Italian luxury fashion house Prada has announced it will stop using animal fur from next year.
The designer brand which has sold mink, fox and rabbit pieces is making the change to meet the demand for ethical products from shoppers.
Fur will no longer be part of future designs from February 2020 after its spring-summer 2020 women's collection.
Multiple animal charities had been working with Prada behind the scenes after running a public campaign urging the brand to drop fur last September.
The label's chief executive Miuccia Prada said: "The Prada Group is committed to innovation and social responsibility, and our fur-free policy - reached following a positive dialogue with the Fur Free Alliance, in particular with LAV and the Humane Society of the United States - is an extension of that engagement.
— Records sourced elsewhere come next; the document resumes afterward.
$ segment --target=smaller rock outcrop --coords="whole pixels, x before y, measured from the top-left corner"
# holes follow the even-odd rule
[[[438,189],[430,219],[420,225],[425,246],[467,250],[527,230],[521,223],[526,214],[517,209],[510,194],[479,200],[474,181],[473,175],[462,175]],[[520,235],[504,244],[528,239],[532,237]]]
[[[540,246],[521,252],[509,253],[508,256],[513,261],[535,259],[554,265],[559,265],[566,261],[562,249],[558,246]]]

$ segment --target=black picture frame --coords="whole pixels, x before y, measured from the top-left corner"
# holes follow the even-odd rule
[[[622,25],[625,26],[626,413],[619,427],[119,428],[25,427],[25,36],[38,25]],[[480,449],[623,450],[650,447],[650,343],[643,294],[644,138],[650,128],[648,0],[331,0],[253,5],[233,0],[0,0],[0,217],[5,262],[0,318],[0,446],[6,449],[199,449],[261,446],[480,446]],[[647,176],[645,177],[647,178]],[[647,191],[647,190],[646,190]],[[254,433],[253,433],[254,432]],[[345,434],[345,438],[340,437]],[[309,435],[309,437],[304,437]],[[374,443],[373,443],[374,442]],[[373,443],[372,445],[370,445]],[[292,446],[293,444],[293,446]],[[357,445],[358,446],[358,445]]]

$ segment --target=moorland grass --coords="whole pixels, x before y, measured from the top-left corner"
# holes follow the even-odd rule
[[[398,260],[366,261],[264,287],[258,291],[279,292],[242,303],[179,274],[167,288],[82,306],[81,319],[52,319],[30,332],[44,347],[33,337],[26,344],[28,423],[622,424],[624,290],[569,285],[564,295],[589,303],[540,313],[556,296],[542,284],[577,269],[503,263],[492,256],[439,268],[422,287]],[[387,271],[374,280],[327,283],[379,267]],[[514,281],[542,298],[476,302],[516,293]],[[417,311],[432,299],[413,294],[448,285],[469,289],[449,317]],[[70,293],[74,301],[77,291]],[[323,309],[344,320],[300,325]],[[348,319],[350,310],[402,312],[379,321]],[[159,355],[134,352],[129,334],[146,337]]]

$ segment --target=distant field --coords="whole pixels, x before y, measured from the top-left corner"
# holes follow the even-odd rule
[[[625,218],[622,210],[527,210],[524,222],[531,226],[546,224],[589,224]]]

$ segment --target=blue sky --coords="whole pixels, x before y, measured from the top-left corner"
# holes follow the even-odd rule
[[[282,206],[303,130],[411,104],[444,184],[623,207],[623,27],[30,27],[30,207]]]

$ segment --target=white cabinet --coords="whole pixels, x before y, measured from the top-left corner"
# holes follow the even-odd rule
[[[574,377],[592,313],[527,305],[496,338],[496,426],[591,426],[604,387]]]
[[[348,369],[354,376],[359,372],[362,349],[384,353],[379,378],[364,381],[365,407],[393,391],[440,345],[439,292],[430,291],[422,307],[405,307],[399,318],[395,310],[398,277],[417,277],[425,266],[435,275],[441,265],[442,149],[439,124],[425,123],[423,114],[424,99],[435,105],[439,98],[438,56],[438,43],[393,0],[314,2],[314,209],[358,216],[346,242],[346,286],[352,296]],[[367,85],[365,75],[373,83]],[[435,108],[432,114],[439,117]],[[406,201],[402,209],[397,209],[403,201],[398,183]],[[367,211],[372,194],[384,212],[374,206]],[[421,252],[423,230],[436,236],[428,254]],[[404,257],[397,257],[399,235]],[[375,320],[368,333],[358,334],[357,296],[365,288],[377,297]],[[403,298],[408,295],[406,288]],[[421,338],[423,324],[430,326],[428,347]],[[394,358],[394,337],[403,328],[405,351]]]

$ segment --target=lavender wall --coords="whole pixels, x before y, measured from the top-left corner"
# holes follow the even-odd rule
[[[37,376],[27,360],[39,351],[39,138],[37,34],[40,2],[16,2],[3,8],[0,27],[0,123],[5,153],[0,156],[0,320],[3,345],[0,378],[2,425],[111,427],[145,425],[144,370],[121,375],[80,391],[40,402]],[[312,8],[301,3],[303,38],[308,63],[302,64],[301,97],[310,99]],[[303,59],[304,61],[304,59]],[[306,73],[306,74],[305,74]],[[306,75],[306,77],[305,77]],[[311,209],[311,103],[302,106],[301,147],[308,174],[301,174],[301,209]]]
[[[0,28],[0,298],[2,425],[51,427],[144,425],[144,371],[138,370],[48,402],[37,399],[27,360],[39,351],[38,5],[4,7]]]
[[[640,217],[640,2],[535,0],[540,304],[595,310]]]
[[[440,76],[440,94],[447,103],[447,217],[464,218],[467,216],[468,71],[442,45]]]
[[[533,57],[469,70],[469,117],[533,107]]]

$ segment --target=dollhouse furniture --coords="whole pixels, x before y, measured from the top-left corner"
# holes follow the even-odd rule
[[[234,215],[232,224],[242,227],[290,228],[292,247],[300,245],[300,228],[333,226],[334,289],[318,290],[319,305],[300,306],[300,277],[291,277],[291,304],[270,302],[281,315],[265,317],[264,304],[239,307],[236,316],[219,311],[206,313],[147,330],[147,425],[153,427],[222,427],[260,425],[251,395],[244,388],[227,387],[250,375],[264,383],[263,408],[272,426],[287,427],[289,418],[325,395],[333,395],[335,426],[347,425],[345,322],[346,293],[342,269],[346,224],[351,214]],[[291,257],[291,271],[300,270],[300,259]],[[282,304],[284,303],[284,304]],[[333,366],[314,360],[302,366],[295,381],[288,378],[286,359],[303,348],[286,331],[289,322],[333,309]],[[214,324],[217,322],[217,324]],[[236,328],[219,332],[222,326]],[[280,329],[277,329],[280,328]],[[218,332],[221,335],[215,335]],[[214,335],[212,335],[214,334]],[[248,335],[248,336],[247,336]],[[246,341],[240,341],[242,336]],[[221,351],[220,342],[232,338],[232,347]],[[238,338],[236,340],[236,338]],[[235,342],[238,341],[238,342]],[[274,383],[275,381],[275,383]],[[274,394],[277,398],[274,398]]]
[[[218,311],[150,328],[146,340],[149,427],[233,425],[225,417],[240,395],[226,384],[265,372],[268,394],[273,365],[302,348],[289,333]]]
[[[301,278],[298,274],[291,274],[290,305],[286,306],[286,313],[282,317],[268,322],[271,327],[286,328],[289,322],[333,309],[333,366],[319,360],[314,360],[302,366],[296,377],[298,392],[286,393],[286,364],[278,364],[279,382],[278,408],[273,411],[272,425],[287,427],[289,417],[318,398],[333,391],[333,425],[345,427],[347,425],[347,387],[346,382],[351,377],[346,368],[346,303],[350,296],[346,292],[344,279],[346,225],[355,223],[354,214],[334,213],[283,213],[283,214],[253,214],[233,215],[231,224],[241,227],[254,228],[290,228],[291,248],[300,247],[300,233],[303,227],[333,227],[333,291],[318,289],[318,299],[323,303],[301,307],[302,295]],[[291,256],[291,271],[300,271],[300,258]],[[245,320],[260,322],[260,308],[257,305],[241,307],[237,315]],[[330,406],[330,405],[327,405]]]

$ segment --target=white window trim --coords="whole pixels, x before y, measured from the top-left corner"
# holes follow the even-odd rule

"Focusing on innovative materials will allow the company to explore new boundaries of creative design while meeting the demand for ethical products."
Animal charities are describing the move as one of the most significant fur-free fashion statements yet in their continuing campaign to end the use of all fur worldwide.
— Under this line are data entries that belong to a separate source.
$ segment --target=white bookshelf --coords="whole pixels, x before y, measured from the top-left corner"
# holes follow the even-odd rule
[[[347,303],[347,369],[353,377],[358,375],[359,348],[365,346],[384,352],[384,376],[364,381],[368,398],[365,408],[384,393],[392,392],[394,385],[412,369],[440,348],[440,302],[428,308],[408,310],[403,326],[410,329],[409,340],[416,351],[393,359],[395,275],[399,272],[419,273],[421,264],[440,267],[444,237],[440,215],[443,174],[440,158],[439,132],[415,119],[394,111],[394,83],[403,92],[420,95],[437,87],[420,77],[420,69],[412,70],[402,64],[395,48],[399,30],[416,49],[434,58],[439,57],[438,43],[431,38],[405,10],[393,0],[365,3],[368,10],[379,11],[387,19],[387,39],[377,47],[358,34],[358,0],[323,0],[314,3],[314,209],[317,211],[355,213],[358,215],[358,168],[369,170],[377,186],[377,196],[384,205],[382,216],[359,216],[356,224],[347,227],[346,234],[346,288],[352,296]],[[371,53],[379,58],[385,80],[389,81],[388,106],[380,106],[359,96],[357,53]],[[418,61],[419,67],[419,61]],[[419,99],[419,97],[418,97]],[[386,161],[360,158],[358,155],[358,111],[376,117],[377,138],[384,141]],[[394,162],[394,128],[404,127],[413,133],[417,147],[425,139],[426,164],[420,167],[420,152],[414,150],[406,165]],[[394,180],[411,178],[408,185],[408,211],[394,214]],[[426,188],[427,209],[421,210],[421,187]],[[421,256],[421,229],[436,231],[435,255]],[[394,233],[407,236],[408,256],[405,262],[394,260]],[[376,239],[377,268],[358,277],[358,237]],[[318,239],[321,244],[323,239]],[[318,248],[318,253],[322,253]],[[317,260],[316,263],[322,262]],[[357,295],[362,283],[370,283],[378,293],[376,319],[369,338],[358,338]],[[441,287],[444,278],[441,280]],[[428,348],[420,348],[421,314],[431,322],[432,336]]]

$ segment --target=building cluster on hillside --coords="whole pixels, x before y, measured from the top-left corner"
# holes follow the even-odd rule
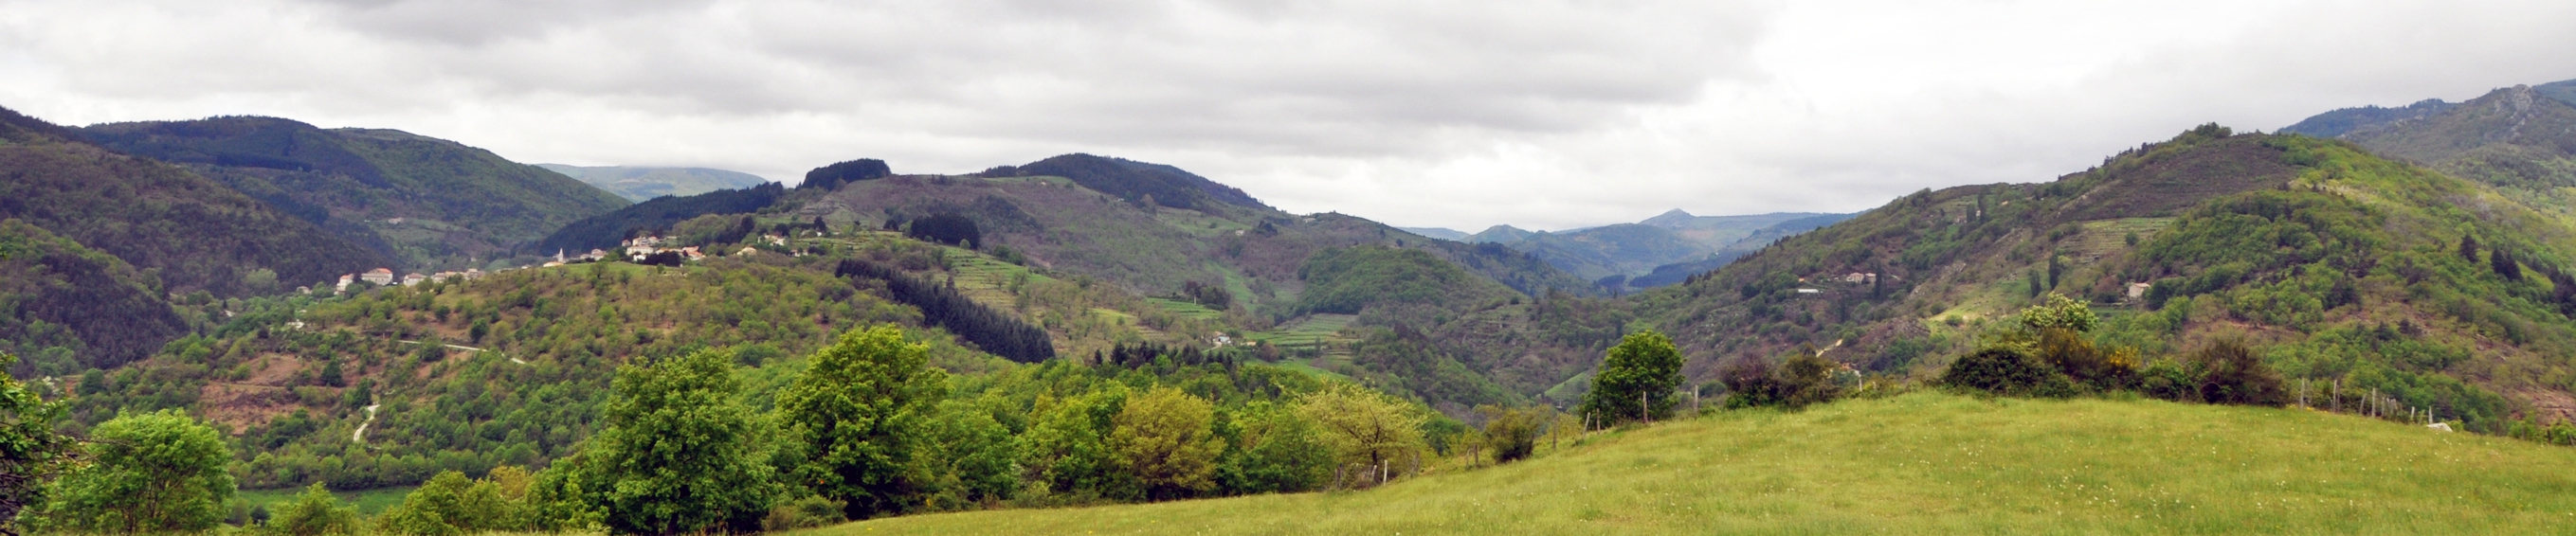
[[[399,278],[394,277],[394,270],[393,270],[392,268],[377,268],[377,269],[374,269],[374,270],[368,270],[366,273],[362,273],[362,274],[340,274],[340,281],[339,281],[339,283],[332,285],[332,286],[331,286],[331,291],[332,291],[332,292],[348,292],[348,291],[349,291],[349,285],[351,285],[351,284],[355,284],[355,283],[357,283],[357,282],[359,282],[359,281],[365,281],[365,282],[367,282],[368,284],[382,287],[382,286],[390,286],[390,285],[393,285],[393,284],[395,284],[395,283],[401,283],[403,286],[412,286],[412,285],[418,285],[418,284],[421,284],[421,283],[436,283],[436,282],[446,281],[446,280],[449,280],[449,279],[469,279],[469,280],[471,280],[471,279],[482,279],[482,278],[483,278],[483,271],[482,271],[482,270],[477,270],[477,269],[472,269],[472,268],[467,268],[467,269],[465,269],[465,271],[462,271],[462,272],[438,272],[438,273],[434,273],[434,274],[423,274],[423,273],[420,273],[420,272],[412,272],[412,273],[409,273],[409,274],[404,274],[402,277],[399,277]],[[297,292],[312,292],[312,287],[298,287],[298,288],[296,288],[295,290],[296,290]]]
[[[1878,282],[1878,274],[1861,272],[1843,274],[1843,282],[1861,285],[1873,284]]]

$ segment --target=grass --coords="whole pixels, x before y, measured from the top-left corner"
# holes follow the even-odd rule
[[[394,505],[402,504],[403,496],[410,495],[411,490],[418,488],[419,486],[401,486],[392,488],[362,489],[357,491],[333,491],[331,494],[339,496],[341,502],[349,503],[352,506],[358,507],[359,515],[372,516],[384,513],[386,509],[393,508]],[[293,501],[295,500],[295,496],[301,493],[304,493],[304,488],[246,489],[238,492],[243,501],[247,501],[254,506],[267,506],[269,507],[268,509],[270,512],[277,511],[278,503]]]
[[[907,516],[858,534],[2533,534],[2576,449],[2298,409],[1937,393],[1718,413],[1371,491]]]

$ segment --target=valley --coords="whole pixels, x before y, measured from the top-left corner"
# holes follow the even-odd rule
[[[28,437],[212,453],[224,530],[2546,530],[2569,87],[1473,234],[1091,154],[790,187],[0,110],[0,352]],[[38,533],[129,515],[64,471]]]

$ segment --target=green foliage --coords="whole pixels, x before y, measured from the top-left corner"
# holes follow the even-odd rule
[[[315,484],[314,489],[320,489]],[[400,506],[377,520],[379,532],[402,536],[458,536],[507,530],[519,517],[493,481],[476,481],[465,473],[446,471],[403,496]]]
[[[732,359],[699,351],[618,367],[608,428],[590,438],[581,485],[621,534],[749,530],[778,494],[766,430],[737,401]]]
[[[2054,292],[2049,293],[2039,305],[2022,309],[2020,322],[2024,329],[2033,333],[2050,329],[2084,333],[2101,325],[2101,319],[2093,315],[2092,306]]]
[[[18,356],[0,351],[0,369]],[[18,382],[0,374],[0,531],[15,533],[18,514],[42,508],[53,479],[68,469],[74,445],[54,431],[63,416],[61,404],[49,403]]]
[[[964,509],[1007,500],[1019,492],[1019,438],[991,413],[964,403],[942,403],[924,439],[927,443],[914,453],[914,461],[926,469],[915,474],[929,477],[925,487],[933,508]]]
[[[2200,399],[2212,404],[2281,406],[2290,403],[2281,375],[2244,343],[2221,340],[2191,355],[2201,370]]]
[[[760,529],[785,532],[838,525],[849,521],[849,518],[841,513],[847,506],[847,503],[841,501],[825,499],[821,496],[808,496],[770,508],[769,515],[760,518]]]
[[[376,266],[462,266],[627,204],[562,174],[395,130],[324,130],[241,116],[82,130],[120,152],[184,165],[395,260],[319,275],[280,269],[299,284]]]
[[[1178,498],[1216,487],[1225,442],[1211,432],[1216,407],[1171,387],[1127,400],[1110,419],[1109,448],[1150,498]]]
[[[5,188],[5,187],[0,187]],[[68,375],[151,355],[188,325],[125,261],[17,219],[0,220],[0,351],[16,374]]]
[[[1654,330],[1630,333],[1592,376],[1583,413],[1604,423],[1670,418],[1682,379],[1682,353],[1672,339]]]
[[[341,503],[320,482],[305,486],[304,493],[274,511],[268,528],[284,536],[355,536],[364,529],[358,522],[358,509]]]
[[[782,424],[801,445],[797,480],[843,501],[849,517],[903,511],[922,487],[908,475],[924,429],[945,394],[929,347],[892,326],[851,330],[816,352],[778,395]]]
[[[90,429],[89,466],[65,475],[47,514],[92,532],[214,528],[232,500],[223,434],[179,410],[119,415]]]
[[[1333,451],[1295,407],[1261,401],[1233,411],[1234,444],[1217,461],[1217,482],[1236,493],[1292,493],[1322,487]]]
[[[1340,467],[1334,471],[1339,482],[1358,480],[1340,475],[1378,468],[1405,474],[1411,468],[1397,463],[1421,460],[1425,419],[1394,397],[1338,384],[1298,400],[1297,414],[1315,423]]]
[[[2012,347],[1988,347],[1960,356],[1941,373],[1941,384],[2007,396],[2062,397],[2074,382],[2056,367]]]
[[[1358,246],[1326,249],[1297,268],[1306,281],[1298,308],[1354,314],[1379,305],[1449,307],[1502,298],[1512,291],[1415,249]]]
[[[1476,414],[1485,418],[1484,445],[1493,449],[1494,463],[1530,457],[1538,449],[1539,435],[1556,422],[1556,410],[1538,406],[1477,406]]]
Prada continued: "Prada Group's historic announcement to go fur-free comes at a time when an unprecedented number of designers are turning their backs on the cruel fur trade and are fronting fashion based on fabric innovation instead of animal exploitation.
"Anti-fur policies like Prada's prove that forgoing fur isn't a fast-fashion trend, it's a step change to meet the demands of ever more socially and environmentally conscious consumers.
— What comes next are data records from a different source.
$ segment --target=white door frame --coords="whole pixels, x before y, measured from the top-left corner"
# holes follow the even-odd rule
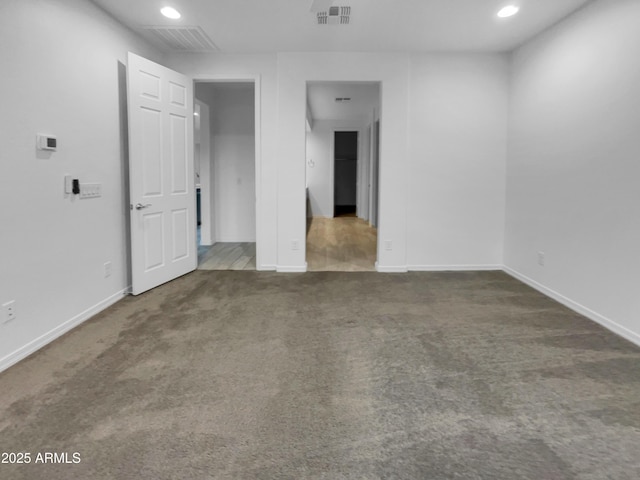
[[[358,209],[358,217],[365,222],[369,222],[369,167],[371,166],[371,124],[367,124],[364,129],[362,170],[360,172],[360,206]]]
[[[254,114],[255,114],[255,207],[256,207],[256,270],[268,270],[262,265],[262,114],[261,114],[261,85],[260,75],[195,75],[196,83],[253,83],[254,86]],[[210,108],[215,108],[211,105]]]
[[[195,92],[194,92],[195,96]],[[215,242],[215,226],[213,223],[213,212],[211,211],[211,198],[213,197],[213,185],[211,184],[211,148],[209,130],[209,105],[194,98],[195,103],[200,107],[200,151],[197,153],[196,162],[200,162],[200,243],[201,245],[213,245]],[[202,133],[205,132],[205,135]],[[194,139],[195,139],[194,129]],[[197,144],[197,140],[196,140]],[[208,160],[202,162],[202,158]],[[196,192],[197,194],[197,192]]]
[[[380,228],[380,119],[371,124],[371,163],[369,167],[369,225]],[[378,242],[379,244],[380,242]]]

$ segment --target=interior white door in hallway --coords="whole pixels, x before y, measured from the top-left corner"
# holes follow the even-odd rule
[[[133,53],[127,68],[132,293],[196,269],[193,82]]]

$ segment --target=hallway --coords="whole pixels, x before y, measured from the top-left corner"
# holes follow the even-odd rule
[[[377,230],[356,217],[307,219],[307,270],[373,272]]]

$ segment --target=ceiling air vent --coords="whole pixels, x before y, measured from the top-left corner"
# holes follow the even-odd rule
[[[318,12],[318,25],[349,25],[351,7],[329,7],[329,11]]]
[[[336,103],[350,102],[351,97],[336,97]]]
[[[159,25],[142,27],[171,50],[213,52],[219,50],[201,27]]]

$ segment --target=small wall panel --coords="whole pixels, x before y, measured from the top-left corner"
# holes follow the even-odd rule
[[[178,107],[187,106],[187,90],[177,83],[169,82],[169,102]]]
[[[170,115],[171,193],[187,193],[187,120]]]
[[[144,223],[144,269],[153,270],[164,266],[164,216],[161,212],[149,213],[143,217]]]
[[[142,107],[142,195],[162,194],[162,116]]]
[[[173,258],[180,260],[189,255],[189,217],[186,208],[171,212],[171,227],[173,231]]]
[[[140,95],[160,100],[160,77],[140,71]]]

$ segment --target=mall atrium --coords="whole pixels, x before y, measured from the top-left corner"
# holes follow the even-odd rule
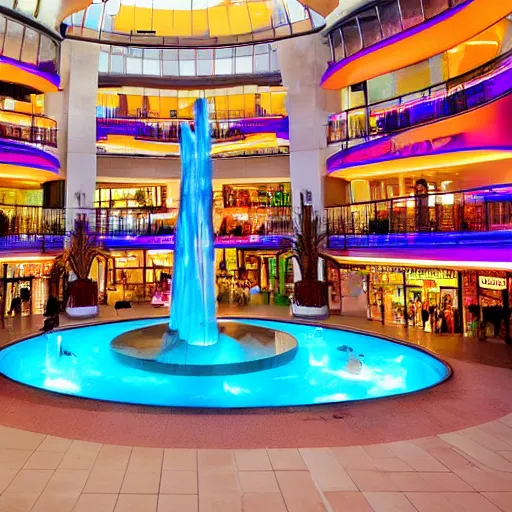
[[[0,0],[0,512],[512,512],[511,235],[512,0]]]

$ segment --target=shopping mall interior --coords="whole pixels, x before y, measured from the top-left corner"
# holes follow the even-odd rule
[[[512,512],[511,120],[512,0],[0,0],[0,511]]]

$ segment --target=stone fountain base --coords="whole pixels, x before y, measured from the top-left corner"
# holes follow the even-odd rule
[[[290,334],[219,320],[219,341],[215,345],[178,342],[159,360],[168,323],[143,327],[117,336],[110,343],[125,364],[144,370],[176,375],[232,375],[268,370],[289,363],[297,351]]]

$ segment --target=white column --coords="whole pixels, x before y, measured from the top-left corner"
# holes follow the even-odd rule
[[[65,167],[67,228],[77,213],[93,207],[96,190],[96,102],[100,46],[65,40],[61,54],[61,77],[66,121]],[[90,224],[94,216],[90,216]],[[92,226],[91,226],[92,227]]]
[[[320,34],[291,38],[276,45],[283,85],[288,88],[293,206],[296,209],[300,193],[309,190],[314,210],[322,212],[327,118],[334,111],[329,107],[335,96],[319,84],[330,59],[329,48],[322,44]]]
"As well as being unspeakably cruel, fur is also a nightmare for the environment, using and producing a cocktail of pollutants.
"Fashion leaders like Prada, Gucci and Burberry are clear that fur has had its day."
"It leaves a shrinking list of designers like Yves Saint Laurent, Fendi and Dolce & Gabbana looking hugely isolated and out of step with the anti-fur zeitgeist.
"Fur sales bans are being considered in New York and California; now is the moment for the UK government to shine on its commitments to animal welfare and make Britain the first country in the world to ban the sale of animal fur."
Fur farming was banned in the UK in 2000 on moral grounds - after a consultation found "overwhelming public support to end the practice."
However, the UK still imports foreign farmed fur, including fox, rabbit, mink, raccoon and chinchilla from countries such as China and Poland.
Designer and animal rights campaigner Stella McCartney has described current UK legislation as "hypocritical and unacceptable".